Помню, какъ хрипела. Какъ вырывалась –
Языками огня –
Изъ клещей, не знавшихъ, что Божья Жалость
Воскреситъ, охраня.
И когда… очухалась, – вся въ кровище!..
Доски пола въ разводахъ струй… –
Поняла: о, каждый живущiй – нищiй,
Всякая милостыня – поцелуй.
И съ техъ поръ какъ бы не въ себе я стала.
Вся пронзенная грудь.
Завернула въ верблюжье отцовое одеяло
Кружку, ложку, ножикъ, – и въ путь.
Посекаетъ мя снегъ. Поливаютъ воды
Поднебесныхъ морей.
Мне копейку грязные тычутъ народы.
Вижу храмы, чертоги царей.
Отъ Земли Чудской до Земли Даурской
Вижу – несыть, наледь и гладъ.
Вотъ я – въ старыхъ мужскихъ штанахъ!..
Петербургской
Ксеньи – меньше росточкомъ!.. а тотъ же взглядъ…
Та же стать! И тотъ же кулакъ угрюмый.
Такъ же нету попятной мне.
Такъ же мстится ночьми: брада батюшки Аввакума –
Вся въ огне, и лицо – въ огне.
Мстится смерть – крестьянской скуластой бабою
въ беломъ,
Словно заячьи уши, беломъ платке…
А мое ли живое, утлое тело –
Воровская наколка на Божьей руке.
И все пью, все пью изъ руки Сей – снеги
Да дожди; какъ слезы людскiя, пью.
А когда увезутъ меня на скрипучей телеге –
Я сама объ томъ съ колокольни пробью
Въ дикiй колоколъ, бедный языкъ богатаго храма
Богородицы, что близъ зимней Волги – убитый медведь…
И въ гробу мои губы разлепятся: “Мама, мама,
Божья Мать, я намерзлась въ мiру, какъ тепло умереть.”
И нетленныя кости мои
подъ камнемъ
все, кому выпало лютой зимой занедужить,
Будутъ такъ целовать,
обливать слезами,
любить!..
…Я не знаю, сколь мне назначено – сдюжить.
Сколь нацежено – стыть.
***
– Я всеми бабами была!.. Всеми!..
– Зима дороги замела… Время…
– А мужики!.. Сколь ребер, сколь тяжких…
– Скусила нить. Утерла боль рубашкой.
– А ты их помнишь?..
– Помню.
– Всех?!..
– Глыбы.
У рта встает мой волчий мех
Дыбом.
– А ну-ка, баба, вот Он – Твой!.. Грозно?!..

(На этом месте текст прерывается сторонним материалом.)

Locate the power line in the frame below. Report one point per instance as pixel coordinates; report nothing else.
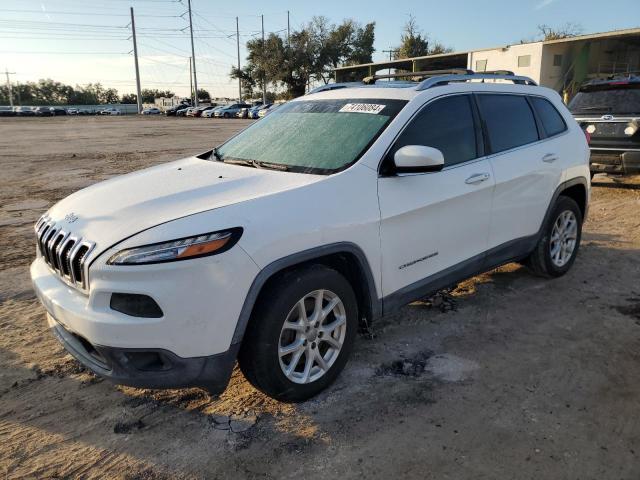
(92, 14)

И – шелест, вой – над головой:
“Поздно”.
СВЯТАЯ НОЧЬ
…Ночь. Зима. Звезд карнавал. Бубенцы. На конской сбруе –
Серебро. Гостей назвал – и съезжаются, ликуя,
И валят за валом вал: в вышитых тюльпан-тюрбанах,
И дары в ладонях пьяных, и огонь на ятаганах!.. –
Кто лукум в пурге жевал, кто-то – меж горбов верблюда
Так заснул… а сеновал всей сухой травой играл:
Пахло сеном. Пахло чудом.
Гости жарких, дальних стран, призамерзли вы в метели?!..
Бальтазар, качнись ты, пьян, – в травной выспишься постели…
О, Каспар, а я блинов напекла!.. Мешок лимонов
Приволок… таких даров не держать рукам спаленным…
Кони ржут. Тележный скрип арфой, музыкой струится.
В нежных струнах мертвых лип звуки спят – живые птицы.
Инеем осолена, в звездно-вышитом хитоне
Спит береза, спит одна – меж сугробовых ладоней…
Мельхиор, уйди, пусти… Что в кувшинах?.. масло, вина?..
Что мне кажешь из горсти – камень яростный, невинный
Иль последнее “прости”?..
Так!.. пришли вы поглазеть… Приползли… текли, как реки,
Чтобы видеть, чтобы зреть… Чтобы выдохнуть: “Вовеки…”
Тише… мать с ребенком спят. А слоны в снегу храпят,
А верблюды сонно дышат, бубенцы коней не слышат…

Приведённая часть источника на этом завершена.